28 Dec Horse Feeding Guide
Are you confused about what to feed your sport or leisure horse? We find that the best way to think of feeding is to ‘keep it simple’; if you follow general feeding principles and use common sense, you should be on the right track.
As a guide, mature horses will consume around 2% of their body weight in feed (dry matter basis) for maintenance. The ratio of grain concentrate to roughage should be adjusted according to the body condition, rate of growth and the level of work. Extreme weather conditions also have an impact on energy requirements.

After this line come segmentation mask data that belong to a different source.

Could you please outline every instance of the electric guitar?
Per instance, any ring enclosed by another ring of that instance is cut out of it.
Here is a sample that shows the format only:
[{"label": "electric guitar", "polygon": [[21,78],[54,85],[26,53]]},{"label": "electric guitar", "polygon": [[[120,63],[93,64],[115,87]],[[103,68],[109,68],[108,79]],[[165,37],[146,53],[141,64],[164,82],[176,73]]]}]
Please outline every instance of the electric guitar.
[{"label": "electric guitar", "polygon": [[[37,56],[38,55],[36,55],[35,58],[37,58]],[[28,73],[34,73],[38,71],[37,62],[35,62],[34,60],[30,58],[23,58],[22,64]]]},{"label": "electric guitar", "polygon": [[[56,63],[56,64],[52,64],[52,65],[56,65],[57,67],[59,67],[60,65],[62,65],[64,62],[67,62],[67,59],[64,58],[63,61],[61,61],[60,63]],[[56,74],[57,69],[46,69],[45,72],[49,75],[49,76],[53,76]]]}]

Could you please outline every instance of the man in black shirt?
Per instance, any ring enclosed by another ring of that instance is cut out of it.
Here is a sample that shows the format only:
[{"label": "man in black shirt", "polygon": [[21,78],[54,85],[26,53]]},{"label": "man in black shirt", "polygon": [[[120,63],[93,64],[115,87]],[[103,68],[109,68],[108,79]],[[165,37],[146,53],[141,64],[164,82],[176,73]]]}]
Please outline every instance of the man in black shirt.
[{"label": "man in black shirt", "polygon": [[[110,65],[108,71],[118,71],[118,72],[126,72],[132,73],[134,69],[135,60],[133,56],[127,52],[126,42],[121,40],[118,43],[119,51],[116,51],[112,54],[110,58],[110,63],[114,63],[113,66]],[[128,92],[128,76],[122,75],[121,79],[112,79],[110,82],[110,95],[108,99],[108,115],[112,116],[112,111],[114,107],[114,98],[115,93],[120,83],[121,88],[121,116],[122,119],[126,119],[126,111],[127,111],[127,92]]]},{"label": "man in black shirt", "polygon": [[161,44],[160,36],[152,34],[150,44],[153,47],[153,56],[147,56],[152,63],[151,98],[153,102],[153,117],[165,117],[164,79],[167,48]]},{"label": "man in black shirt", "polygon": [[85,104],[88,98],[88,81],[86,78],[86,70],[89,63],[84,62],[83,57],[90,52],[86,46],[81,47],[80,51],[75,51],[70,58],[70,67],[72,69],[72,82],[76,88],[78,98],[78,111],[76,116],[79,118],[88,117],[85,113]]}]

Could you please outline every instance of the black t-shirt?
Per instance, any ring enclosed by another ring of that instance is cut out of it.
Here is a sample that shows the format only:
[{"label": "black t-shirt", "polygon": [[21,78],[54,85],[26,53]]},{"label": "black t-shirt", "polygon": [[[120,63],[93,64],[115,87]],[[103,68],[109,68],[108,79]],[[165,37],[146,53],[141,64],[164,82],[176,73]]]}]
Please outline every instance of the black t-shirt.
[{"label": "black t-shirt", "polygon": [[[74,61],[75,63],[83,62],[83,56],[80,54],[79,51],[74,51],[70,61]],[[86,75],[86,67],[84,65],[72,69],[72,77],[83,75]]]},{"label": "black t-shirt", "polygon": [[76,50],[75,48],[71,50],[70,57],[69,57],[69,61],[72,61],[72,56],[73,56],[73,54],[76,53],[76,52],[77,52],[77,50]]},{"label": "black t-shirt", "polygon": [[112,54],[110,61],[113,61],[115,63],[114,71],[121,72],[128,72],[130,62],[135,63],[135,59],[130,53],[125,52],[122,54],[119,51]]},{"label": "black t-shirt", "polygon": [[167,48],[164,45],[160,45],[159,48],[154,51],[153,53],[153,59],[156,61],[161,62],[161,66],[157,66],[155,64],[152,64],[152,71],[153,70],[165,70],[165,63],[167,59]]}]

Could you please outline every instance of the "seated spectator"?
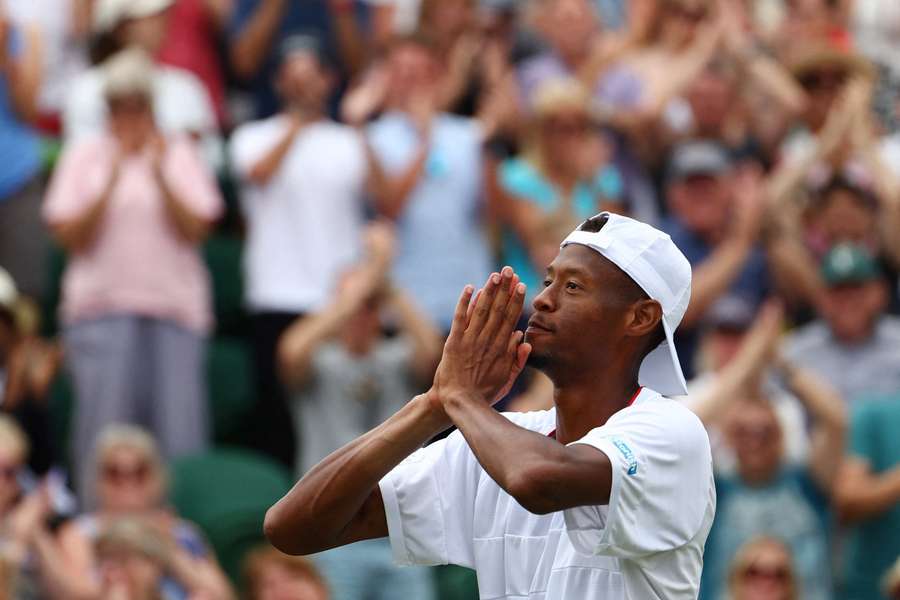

Regular weighing is the most accurate way of assessing whether your feeding program is adequate, although observation and body scoring can also be useful guides. Use your common sense to adjust the feed through observation; if a horse is fat, reduce the concentrate being fed, and feed more to horses showing ribs/with a poor top line.
Every horse should have free access to the feed. Remember that dominant horses in a group will try to push out the timid ones, which could result in imbalances in feed intake. If this happens, separate the timid ones of the less ‘good doers’, and feed them on a higher level.
Horses by nature spend a large part of their day feeding and continuously secrete gastric acid. It makes sense then to avoid prolonged periods of no feed, and preferably hay or pasture should be available at all times. Concentrates are normally split over two to three meals a day, but can be fed as one meal if the starch content does not exceed the ability of the small intestine to digest it. Based on typical starch levels in concentrates, 3kg per feed will be quite safe for a 500kg horse in normal circumstances.
Introducing New Feed
Feeding is a learned behaviour and horses become accustomed to tastes and textures they experience when they are young growing animals. Major changes in feed type need to be introduced slowly to avoid rejection; for example, horses reared on mixed grain feeds may not recognise pelletised feed (and vice versa). High starch or high fat feeds should be introduced over a period of about a week if they represent major change. Swapping between different brands or similar feeds is not normally an issue from the view of intestinal health, but there may be an individual preference shown depending on the ingredients used.
Vitamins and Minerals
Vitamins are a group of compounds that are essential to normal metabolism. Minerals are also required, and fall into two main categories; macrominerals (needed in grams per kg of feed) and microminerals (needed in mg per kg of feed). Levels in feedstuffs vary widely and deficiencies are common.
In saying that, most ‘complete’ feeds have been formulated to contain all the necessary vitamins and minerals. All Thompson and Redwood horse feeds have been designed by expert nutritionist Dr Brad Hampton to be nutritionally balanced and provide all the supplementation required when fed at the correct levels.